Core Analytics is responsible for “end-to-end” internal data & analytics across Google DeepMind, and sits within our Technical Operations & Analytics group. We aim to drive better organisational decisions – blending our technical skillset with rich stakeholder relationships to deliver impact. The outcome of our work ranges across topics like compute & experimentation, research organisation, and product analytics, and directly influence Google DeepMind’s progress towards our mission. You will join Core Analytics as a “Role Lead”, responsible for both people management and overall technical direction of our data science & data engineering efforts.

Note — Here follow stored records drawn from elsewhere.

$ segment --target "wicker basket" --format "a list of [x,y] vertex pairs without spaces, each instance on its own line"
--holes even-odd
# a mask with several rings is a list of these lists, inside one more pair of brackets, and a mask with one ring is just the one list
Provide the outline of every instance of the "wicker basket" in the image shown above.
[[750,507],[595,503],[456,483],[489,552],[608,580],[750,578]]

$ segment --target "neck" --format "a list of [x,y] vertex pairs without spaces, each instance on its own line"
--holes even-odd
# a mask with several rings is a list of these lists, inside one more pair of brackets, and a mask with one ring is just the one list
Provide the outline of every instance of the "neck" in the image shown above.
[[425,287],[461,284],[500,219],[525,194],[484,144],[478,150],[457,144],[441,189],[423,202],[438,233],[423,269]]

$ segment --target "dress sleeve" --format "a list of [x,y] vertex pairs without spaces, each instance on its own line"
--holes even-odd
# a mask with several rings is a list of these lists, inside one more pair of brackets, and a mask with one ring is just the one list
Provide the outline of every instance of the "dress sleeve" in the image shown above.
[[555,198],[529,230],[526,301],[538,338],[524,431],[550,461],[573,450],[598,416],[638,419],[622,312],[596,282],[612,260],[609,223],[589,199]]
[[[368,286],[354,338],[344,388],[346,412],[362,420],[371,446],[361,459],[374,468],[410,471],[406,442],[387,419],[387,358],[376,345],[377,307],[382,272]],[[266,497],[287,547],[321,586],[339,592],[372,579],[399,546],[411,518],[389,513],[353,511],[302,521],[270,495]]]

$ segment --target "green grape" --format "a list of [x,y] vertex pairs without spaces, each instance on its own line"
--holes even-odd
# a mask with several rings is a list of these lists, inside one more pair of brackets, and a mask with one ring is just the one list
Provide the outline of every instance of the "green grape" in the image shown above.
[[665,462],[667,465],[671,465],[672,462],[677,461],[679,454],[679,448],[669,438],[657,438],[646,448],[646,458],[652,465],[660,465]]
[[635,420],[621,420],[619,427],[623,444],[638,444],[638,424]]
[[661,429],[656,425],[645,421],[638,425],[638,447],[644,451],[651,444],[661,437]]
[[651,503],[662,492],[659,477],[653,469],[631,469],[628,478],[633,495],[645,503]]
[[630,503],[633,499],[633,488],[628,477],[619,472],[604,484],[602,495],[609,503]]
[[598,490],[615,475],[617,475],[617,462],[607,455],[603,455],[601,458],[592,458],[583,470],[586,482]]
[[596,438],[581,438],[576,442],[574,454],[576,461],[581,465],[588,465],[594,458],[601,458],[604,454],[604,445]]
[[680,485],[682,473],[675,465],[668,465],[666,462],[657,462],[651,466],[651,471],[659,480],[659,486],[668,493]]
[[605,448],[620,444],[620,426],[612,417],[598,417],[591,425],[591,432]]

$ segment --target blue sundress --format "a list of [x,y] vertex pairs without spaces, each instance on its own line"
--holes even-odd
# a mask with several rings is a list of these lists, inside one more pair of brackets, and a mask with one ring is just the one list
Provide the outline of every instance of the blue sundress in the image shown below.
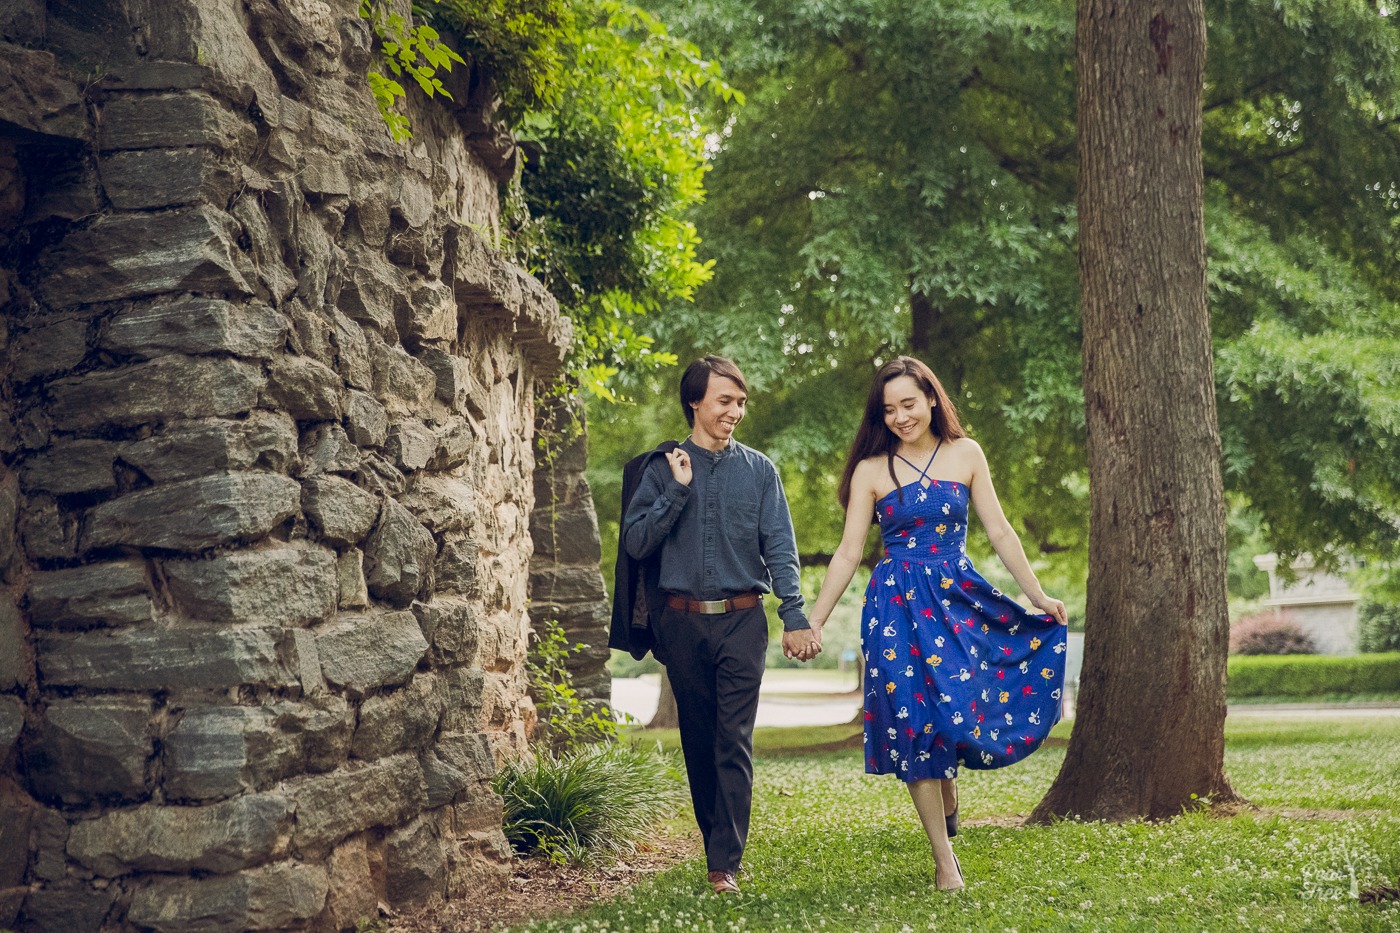
[[862,609],[865,770],[908,782],[1020,761],[1059,721],[1065,679],[1065,627],[972,566],[967,487],[932,465],[875,503],[886,557]]

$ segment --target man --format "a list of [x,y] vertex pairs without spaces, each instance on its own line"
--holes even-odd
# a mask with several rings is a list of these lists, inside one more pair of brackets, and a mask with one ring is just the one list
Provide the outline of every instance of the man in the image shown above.
[[709,883],[728,894],[739,890],[753,802],[753,724],[768,646],[763,594],[780,601],[785,655],[810,660],[821,642],[802,611],[778,471],[734,440],[748,402],[739,367],[719,356],[695,361],[680,399],[691,434],[650,461],[627,504],[622,543],[637,561],[660,551],[666,595],[652,634],[676,694]]

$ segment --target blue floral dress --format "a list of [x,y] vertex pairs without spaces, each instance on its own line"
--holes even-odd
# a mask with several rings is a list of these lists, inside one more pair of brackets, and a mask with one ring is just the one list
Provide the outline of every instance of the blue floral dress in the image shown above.
[[865,770],[910,782],[1020,761],[1059,721],[1065,679],[1065,627],[972,566],[967,487],[932,465],[875,504],[886,557],[862,610]]

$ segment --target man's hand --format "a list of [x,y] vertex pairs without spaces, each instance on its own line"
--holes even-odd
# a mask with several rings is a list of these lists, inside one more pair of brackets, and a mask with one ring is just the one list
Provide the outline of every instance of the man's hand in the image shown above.
[[671,475],[676,478],[676,482],[682,486],[689,486],[690,478],[694,475],[690,471],[690,454],[677,447],[666,455],[666,462],[671,465]]
[[810,661],[822,653],[820,628],[783,632],[783,656],[797,661]]

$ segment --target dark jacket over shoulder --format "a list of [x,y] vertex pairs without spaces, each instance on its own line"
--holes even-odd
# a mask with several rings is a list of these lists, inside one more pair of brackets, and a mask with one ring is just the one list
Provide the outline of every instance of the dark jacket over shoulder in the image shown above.
[[[627,506],[637,494],[642,477],[656,457],[679,447],[675,441],[663,441],[655,450],[649,450],[627,461],[622,468],[622,516],[627,516]],[[613,577],[612,628],[608,634],[608,647],[626,651],[640,661],[648,651],[655,651],[656,638],[653,625],[661,615],[665,604],[665,594],[661,592],[661,552],[657,550],[645,560],[637,560],[627,553],[622,545],[622,534],[618,535],[617,568]],[[662,664],[666,659],[657,656]]]

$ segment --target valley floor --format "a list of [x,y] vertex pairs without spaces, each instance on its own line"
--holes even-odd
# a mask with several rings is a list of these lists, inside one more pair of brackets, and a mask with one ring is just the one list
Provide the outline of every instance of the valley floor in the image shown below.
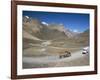
[[59,58],[59,55],[41,57],[23,57],[23,68],[69,67],[89,65],[89,53],[82,54],[82,50],[71,53],[70,57]]

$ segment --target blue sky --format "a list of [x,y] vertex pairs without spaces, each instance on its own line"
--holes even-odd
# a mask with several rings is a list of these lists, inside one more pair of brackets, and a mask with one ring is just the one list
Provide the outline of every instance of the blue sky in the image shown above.
[[89,14],[23,11],[22,15],[38,19],[48,24],[63,24],[65,28],[74,32],[83,32],[89,29]]

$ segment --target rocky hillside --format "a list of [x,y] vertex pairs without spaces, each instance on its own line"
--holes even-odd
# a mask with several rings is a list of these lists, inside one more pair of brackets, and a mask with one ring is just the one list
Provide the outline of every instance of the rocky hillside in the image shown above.
[[83,33],[77,35],[75,38],[75,43],[82,44],[83,46],[89,45],[89,29],[85,30]]
[[42,40],[71,38],[75,35],[61,24],[46,24],[29,17],[23,18],[23,30]]

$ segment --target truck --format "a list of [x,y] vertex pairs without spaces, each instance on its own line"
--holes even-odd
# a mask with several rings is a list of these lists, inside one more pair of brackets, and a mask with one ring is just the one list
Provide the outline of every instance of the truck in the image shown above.
[[59,58],[66,58],[66,57],[70,57],[71,56],[71,53],[69,51],[65,51],[64,54],[60,55]]
[[88,54],[89,53],[89,47],[83,48],[82,54]]

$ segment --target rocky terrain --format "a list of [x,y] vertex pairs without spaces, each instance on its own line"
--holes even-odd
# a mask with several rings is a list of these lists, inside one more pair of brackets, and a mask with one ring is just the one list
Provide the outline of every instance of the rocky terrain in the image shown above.
[[[77,33],[70,31],[68,28],[65,29],[63,24],[48,24],[28,16],[23,17],[24,58],[37,57],[38,59],[40,57],[59,56],[64,54],[65,51],[70,51],[74,54],[85,46],[89,46],[89,29],[82,33]],[[28,66],[25,67],[28,63],[25,63],[24,59],[23,64],[23,68],[28,68]],[[78,63],[78,65],[80,64]],[[29,68],[32,68],[32,66]]]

Key responsibilities include:
People Leadership
Cross-Functional Tech Leadership
Project Advisory & Delivery
In order to set you up for success in this role at Google DeepMind, we are looking for the following skills and experience:
Proven expertise: A strong background in both data science and analytics engineering, with a demonstrated record of success in building and implementing data-driven solutions.
Leadership experience: Experience leading and mentoring teams in a data-focused environment, with a focus on fostering growth and development.
Strategic thinker: A proven ability to develop and implement data strategies that drive company-wide impact, including initiatives like self-service analytics, business intelligence system development, and development & deployment of data science products & solutions.
Technical proficiency: Exceptional technical skills, including advanced knowledge of Python and SQL, a deep understanding of statistics and data modelling, and familiarity with modern data stack technologies.
Collaborative approach: Experience collaborating effectively with software engineering teams to deliver data infrastructure solutions that meet the needs of the organisation.